Google proposes BLEURT indicators that can quantify the performance of NLG models

Over the past few years, the Natural Language Generation (NLG) model has evolved dramatically, and the ability to read, summarize texts, and engage in dialogue has improved dramatically. To make it easier for research teams to evaluate the performance of different NLG models, search giant Google has created a metric called BLEURT. Typically, we can evaluate NLG models, such as Bilingual Assessment Learning (BLEU), through manual and automated processes. The disadvantage of the former is that it is too labor-intensive, while the advantage of the latter is that it has higher accuracy.

Google proposes BLEURT indicators that can quantify the performance of NLG models

(From: MIT Tech Review)

According to Google researchers, BLEURT is a new automated evaluation metric for natural language models (NLGLs) that provide reliable ratings for different models, with results close to or even surpassing human metrics.

It is reported that the core of BLEURT is machine learning. The most important thing for any ML model is how rich the data for training is. For the NLG model, however, the training data is quite limited.

Google proposes BLEURT indicators that can quantify the performance of NLG models

In fact, in the WMT Metrics Task dataset, the largest collection of humans to converge, only about 260,000 data has been collected across the news domain.

If you use it as a unique training dataset, the WMT measurement task dataset loses the versatility and robustness of the training model. To solve this problem, the researchers took a diversional approach to learning.

First, the team used the context word of BERT, which was successfully aggregated into NLG quantization tools such as Yis and BERTscore.

Next, the researchers introduced a novel pre-training program to improve the robustness and accuracy of BLEURT while helping to cope with the quality offset of the model.
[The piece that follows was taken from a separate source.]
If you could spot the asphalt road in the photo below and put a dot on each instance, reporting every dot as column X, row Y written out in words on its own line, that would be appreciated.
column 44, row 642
Google proposes BLEURT indicators that can quantify the performance of NLG models

BEFORE FINE-TUNING THE MANUAL QUANTIFICATION STANDARD, BLEURT “WARMED UP” THE NLG MODEL WITH MILLIONS OF SYNTHETIC SENTENCES. It generates training data through sentences from Wikipedia, plus random disturbances.
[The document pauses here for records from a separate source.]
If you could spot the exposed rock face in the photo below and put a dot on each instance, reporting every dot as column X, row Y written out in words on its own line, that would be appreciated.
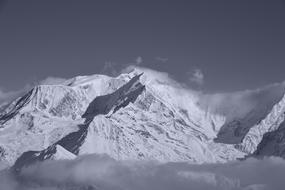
column 129, row 117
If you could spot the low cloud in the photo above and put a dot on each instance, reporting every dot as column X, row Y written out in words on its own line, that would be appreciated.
column 104, row 173
column 197, row 77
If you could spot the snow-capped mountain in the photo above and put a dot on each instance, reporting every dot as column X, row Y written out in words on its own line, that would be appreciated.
column 140, row 115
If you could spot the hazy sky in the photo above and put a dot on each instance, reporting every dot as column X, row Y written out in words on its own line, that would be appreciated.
column 229, row 45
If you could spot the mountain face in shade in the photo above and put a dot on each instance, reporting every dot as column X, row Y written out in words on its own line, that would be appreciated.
column 135, row 116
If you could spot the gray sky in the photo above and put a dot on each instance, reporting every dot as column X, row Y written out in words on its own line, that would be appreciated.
column 227, row 45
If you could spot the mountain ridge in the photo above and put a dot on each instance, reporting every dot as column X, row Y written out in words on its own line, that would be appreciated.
column 143, row 121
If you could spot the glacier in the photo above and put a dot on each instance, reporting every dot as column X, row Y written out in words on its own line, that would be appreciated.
column 136, row 116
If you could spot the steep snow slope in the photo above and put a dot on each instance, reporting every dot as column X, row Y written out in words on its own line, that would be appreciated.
column 132, row 116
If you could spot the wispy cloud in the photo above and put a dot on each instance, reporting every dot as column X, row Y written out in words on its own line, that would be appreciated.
column 196, row 77
column 138, row 60
column 161, row 59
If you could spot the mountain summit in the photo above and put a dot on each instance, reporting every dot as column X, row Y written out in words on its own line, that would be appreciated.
column 141, row 115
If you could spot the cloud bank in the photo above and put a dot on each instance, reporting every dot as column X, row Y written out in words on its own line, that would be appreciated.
column 104, row 173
Instead of manually scoring, the team used a collection of indicators and models from the relevant literature, including BLEU, to expand the number of training samples at a very low cost, and then pre-trained BLEURT twice.

The goal of the first phase is language modeling, and the second phase is to evaluate the NLG model, after which the team fine-tuned the model on the WMT indicator dataset. Once trained, BLEURT will try to compete with the competition scheme to prove it due to current metrics.
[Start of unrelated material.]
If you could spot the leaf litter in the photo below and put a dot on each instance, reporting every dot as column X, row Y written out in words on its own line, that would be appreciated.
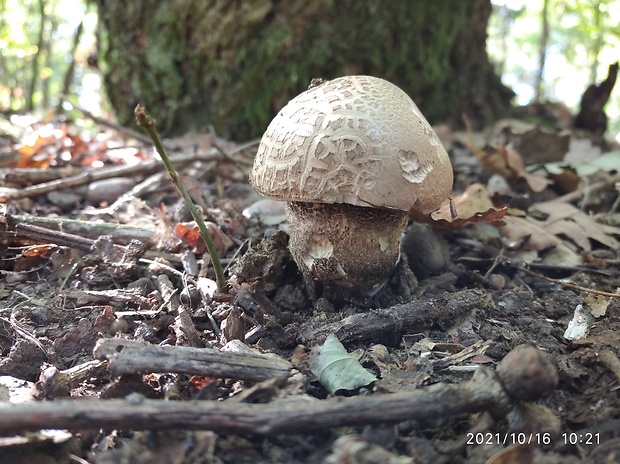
column 546, row 213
Google proposes BLEURT indicators that can quantify the performance of NLG models

BLUERT is known to run on Python 3 and relies on TensorFlow, as detailed on the GitHub project introduction page (portal). For more information on this study, you can read the preprint on ArXiv.

Finally, the researchers summarized other results, such as BLEURT’s attempt to “capture NLG quality beyond the overlap of surfaces,” an indicator that was evaluated by SOTA in two academic benchmarks.